Jumat, 05 Oktober 2012
Raja dan Ratu Seharian (Ep. 7)
“Difa gimana?”
“Oh saat aku pulang ternyata dia sudah lulus dan tinggal
menunggu wisuda 3 bulan lagi. Aku yang ingin bereng terus dengan dia jelas
menargetkan skripsi selesai sebelum pendaftaran wisuda ditutup dan aku berhasil
wisuda bareng dia. Ternyata selama 3 bulan menunggu aku eh wisuda maksudnya dia
mencari beasiswa S2 dan dia dapat diluar negeri. Aku senang sekali saat dia
beritahu kabar itu, ingin memuluknya dikerumunan orang – orang yang sedang
bahagia juga. Aku berfoto berdua dengan dia saat memakai toga sungguh foto
dengan dia hanya dia pertama kali dan saat yang begitu indah. Ternyata dia
harus berangkat besok lusa dan kembali tidak jelas yang pasti katanya saat
lebaran. Aku yang tadi diatas tiba – tiba jatuh kebanting pula. Aku jadi ingin
ke luar negri juga ke prancis menjaga dia maksudku kuliah bareng dia. Tetapi
aku terlambat untuk mendaftar. Aku pun bingung dengan masa depan setelah lulus
Difa kembali kuliah dan aku jadi pengangguran oh rasanya aku gagal jadi calon
suami Difa. Setahun pertama di tinggal Difa aku tinggal di kampung dan kakek
juga tinggal disana. Aku benar – benar kehabisan ide bagaimana bisa ke prancis
menyusul Difa, aku mencari pendaftaran sekolah disana tapi untuk jurusanku
tidak ada. Orang tua menyuruhku kerja saja mereka heran dulu disuruh sekolah
minta kerja sekarang disuruh kerja minta sekolah.”

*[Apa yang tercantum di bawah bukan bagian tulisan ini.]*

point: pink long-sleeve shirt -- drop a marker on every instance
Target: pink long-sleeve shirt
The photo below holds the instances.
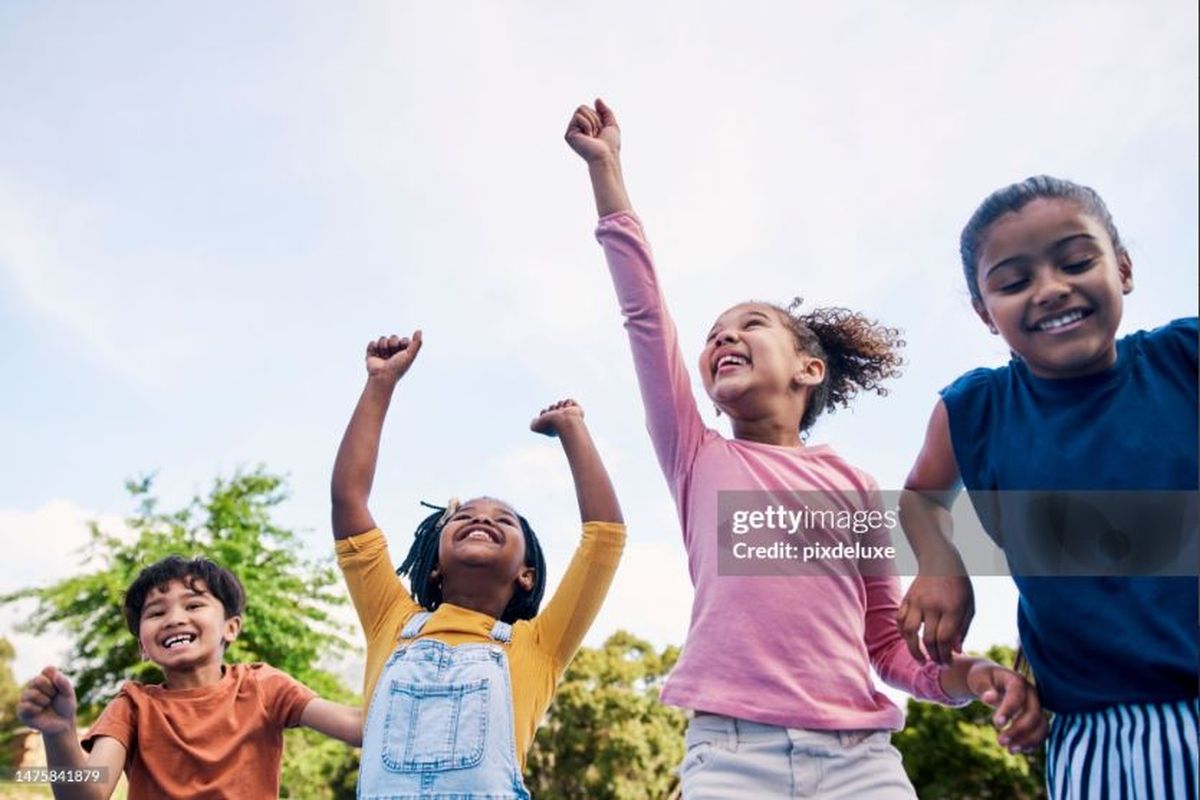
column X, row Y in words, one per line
column 787, row 650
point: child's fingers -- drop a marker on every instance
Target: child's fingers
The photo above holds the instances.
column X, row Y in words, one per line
column 909, row 621
column 63, row 684
column 593, row 120
column 947, row 635
column 1012, row 689
column 606, row 115
column 931, row 623
column 1029, row 732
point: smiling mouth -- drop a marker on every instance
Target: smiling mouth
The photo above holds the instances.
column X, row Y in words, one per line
column 730, row 361
column 480, row 534
column 1059, row 322
column 178, row 639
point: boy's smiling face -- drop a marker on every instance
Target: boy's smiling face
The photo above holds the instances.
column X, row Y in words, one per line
column 184, row 626
column 1053, row 286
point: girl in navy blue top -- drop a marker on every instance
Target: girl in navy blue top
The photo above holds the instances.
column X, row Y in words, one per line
column 1115, row 651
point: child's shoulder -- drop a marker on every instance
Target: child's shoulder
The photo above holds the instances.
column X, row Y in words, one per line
column 1176, row 337
column 975, row 380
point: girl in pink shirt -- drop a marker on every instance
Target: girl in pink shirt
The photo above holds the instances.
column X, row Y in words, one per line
column 777, row 667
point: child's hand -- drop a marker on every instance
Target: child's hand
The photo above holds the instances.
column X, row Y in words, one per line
column 593, row 132
column 47, row 703
column 552, row 420
column 1023, row 726
column 390, row 356
column 945, row 603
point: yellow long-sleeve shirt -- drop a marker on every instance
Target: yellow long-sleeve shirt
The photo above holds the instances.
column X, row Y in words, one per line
column 541, row 648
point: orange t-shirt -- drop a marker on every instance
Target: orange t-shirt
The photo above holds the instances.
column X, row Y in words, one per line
column 217, row 743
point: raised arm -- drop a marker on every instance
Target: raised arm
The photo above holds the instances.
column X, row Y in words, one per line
column 593, row 489
column 671, row 414
column 595, row 136
column 48, row 704
column 563, row 623
column 335, row 720
column 388, row 359
column 940, row 603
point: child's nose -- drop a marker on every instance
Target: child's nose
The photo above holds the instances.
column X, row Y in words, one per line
column 1049, row 288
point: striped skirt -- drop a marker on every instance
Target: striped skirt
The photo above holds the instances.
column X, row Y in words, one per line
column 1125, row 752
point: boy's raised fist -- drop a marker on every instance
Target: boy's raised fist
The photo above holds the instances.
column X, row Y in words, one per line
column 551, row 420
column 47, row 703
column 390, row 356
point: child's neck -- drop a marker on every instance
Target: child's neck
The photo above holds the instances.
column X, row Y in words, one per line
column 480, row 600
column 768, row 431
column 198, row 677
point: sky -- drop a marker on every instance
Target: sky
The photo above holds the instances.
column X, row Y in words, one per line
column 205, row 212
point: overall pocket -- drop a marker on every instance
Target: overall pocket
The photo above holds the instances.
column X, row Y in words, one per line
column 433, row 727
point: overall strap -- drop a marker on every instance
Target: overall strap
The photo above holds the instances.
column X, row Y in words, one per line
column 502, row 632
column 414, row 625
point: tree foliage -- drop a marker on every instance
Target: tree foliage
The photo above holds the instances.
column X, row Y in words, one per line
column 287, row 621
column 953, row 753
column 607, row 737
column 12, row 738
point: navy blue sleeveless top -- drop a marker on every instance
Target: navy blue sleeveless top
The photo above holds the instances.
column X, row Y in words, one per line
column 1095, row 642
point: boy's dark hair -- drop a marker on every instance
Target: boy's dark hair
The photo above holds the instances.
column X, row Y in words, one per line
column 1015, row 197
column 859, row 354
column 221, row 584
column 423, row 557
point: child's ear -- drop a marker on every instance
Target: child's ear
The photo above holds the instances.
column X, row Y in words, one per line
column 811, row 372
column 1125, row 269
column 527, row 577
column 232, row 629
column 984, row 316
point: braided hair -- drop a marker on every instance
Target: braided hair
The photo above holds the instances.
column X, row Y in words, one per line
column 423, row 558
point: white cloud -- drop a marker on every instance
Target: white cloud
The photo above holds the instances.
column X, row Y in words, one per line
column 46, row 543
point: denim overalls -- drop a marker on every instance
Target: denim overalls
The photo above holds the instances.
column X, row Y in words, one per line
column 439, row 726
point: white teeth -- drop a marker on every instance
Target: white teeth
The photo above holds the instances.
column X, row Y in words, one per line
column 1059, row 322
column 479, row 534
column 732, row 359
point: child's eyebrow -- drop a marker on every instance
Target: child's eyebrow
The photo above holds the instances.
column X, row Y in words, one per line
column 1066, row 240
column 753, row 312
column 1057, row 245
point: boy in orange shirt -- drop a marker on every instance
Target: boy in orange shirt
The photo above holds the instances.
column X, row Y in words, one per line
column 210, row 731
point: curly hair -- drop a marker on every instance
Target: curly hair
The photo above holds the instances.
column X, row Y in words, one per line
column 859, row 354
column 423, row 558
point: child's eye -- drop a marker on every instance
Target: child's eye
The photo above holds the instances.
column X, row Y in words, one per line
column 1013, row 287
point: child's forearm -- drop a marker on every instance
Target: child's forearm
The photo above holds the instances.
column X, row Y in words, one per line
column 593, row 488
column 64, row 752
column 954, row 678
column 929, row 528
column 357, row 458
column 609, row 186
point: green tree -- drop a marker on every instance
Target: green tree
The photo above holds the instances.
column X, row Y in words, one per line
column 12, row 737
column 287, row 621
column 607, row 737
column 953, row 753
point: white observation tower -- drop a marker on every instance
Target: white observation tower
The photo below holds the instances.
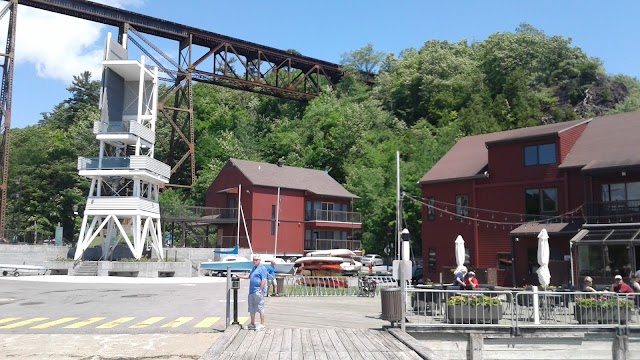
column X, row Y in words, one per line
column 122, row 205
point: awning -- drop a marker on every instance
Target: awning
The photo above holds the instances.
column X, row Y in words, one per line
column 608, row 236
column 533, row 229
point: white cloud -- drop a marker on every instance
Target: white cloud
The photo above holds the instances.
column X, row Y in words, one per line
column 59, row 46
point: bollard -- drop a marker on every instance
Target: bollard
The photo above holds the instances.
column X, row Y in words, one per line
column 235, row 285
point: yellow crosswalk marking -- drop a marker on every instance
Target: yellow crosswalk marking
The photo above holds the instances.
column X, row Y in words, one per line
column 83, row 323
column 145, row 323
column 5, row 320
column 207, row 322
column 22, row 323
column 177, row 322
column 53, row 323
column 115, row 323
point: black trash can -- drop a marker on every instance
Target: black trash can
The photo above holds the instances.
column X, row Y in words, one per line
column 280, row 285
column 391, row 305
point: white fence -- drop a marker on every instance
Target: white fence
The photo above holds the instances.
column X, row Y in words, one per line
column 522, row 309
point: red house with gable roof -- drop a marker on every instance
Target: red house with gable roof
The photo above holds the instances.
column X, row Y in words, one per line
column 301, row 209
column 580, row 180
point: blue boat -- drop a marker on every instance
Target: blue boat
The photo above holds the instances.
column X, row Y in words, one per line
column 236, row 263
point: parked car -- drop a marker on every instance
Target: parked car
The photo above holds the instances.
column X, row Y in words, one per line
column 374, row 259
column 418, row 277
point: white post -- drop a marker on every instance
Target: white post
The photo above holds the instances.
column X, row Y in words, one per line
column 536, row 309
column 571, row 261
column 398, row 209
column 275, row 247
column 239, row 207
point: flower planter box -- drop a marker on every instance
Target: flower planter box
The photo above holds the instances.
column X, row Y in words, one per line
column 469, row 314
column 601, row 316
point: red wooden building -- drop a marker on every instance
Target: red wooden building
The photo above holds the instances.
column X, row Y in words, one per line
column 579, row 179
column 287, row 209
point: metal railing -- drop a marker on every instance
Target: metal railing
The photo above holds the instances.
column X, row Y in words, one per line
column 328, row 244
column 613, row 211
column 298, row 285
column 198, row 213
column 333, row 216
column 521, row 309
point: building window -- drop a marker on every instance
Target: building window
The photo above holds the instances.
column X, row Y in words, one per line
column 273, row 219
column 540, row 155
column 431, row 212
column 462, row 206
column 540, row 201
column 431, row 260
column 621, row 192
column 504, row 261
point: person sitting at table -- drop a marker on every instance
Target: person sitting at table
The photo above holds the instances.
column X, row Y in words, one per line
column 635, row 282
column 620, row 286
column 588, row 285
column 458, row 281
column 471, row 282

“Hahaha lalu kau kerja dimana perusahaan kakek? Kenapa tidak
minta tolong kakek kan dia bisa bantu”
“Perusahaan kakek ada di luar negri di Singapura dan diurus
sama paman. Aku tidak mau ke Singapura aku Cuma mau prancis. Sekolah disana
bersama Difa. Aku mendapat ilham walau Difa disana kuliah S2 dan aku tidak, aku
bisa saja lebih hebat darinya bukan kerja di kantoran atau jadi PNS yang
katanya hidupnya di jamin. Tetapi aku jadi pengusaha menurut aku ya orang kerja
sehebat apapun tetap kalah hebat dengan orang yang menciptakan lapangan
pekerjaan. Aku yakin bisa membuat Difa tercengang saat dia pulang melihat aku
yang sudah punya banyak anak buah dan semoga dia mau jadi istriku. Itu
keinginanku saat itu.
Aku berbicara kepada kakek dan dia sangat setuju dia mau
menanamkan modal kepadaku. aku buat perusahaan kecil – kecilan yang belum ada
namanya saat itu. Perusahaan itu akan menampung segala hasil panen para petani
di kampungku termasuk punyaku juga. Di perusahaan itu akan ada pengolahah dari
hasil pertanian tersebut, lalu dijual ke supermarket yang ada di kota. Dengan
modal yang tidak tanggung – tanggung dari kakek aku bisa membuat pabrik atau
perusahaan itu menjadi besar yang ku bangun di tanah luas milik kakek juga.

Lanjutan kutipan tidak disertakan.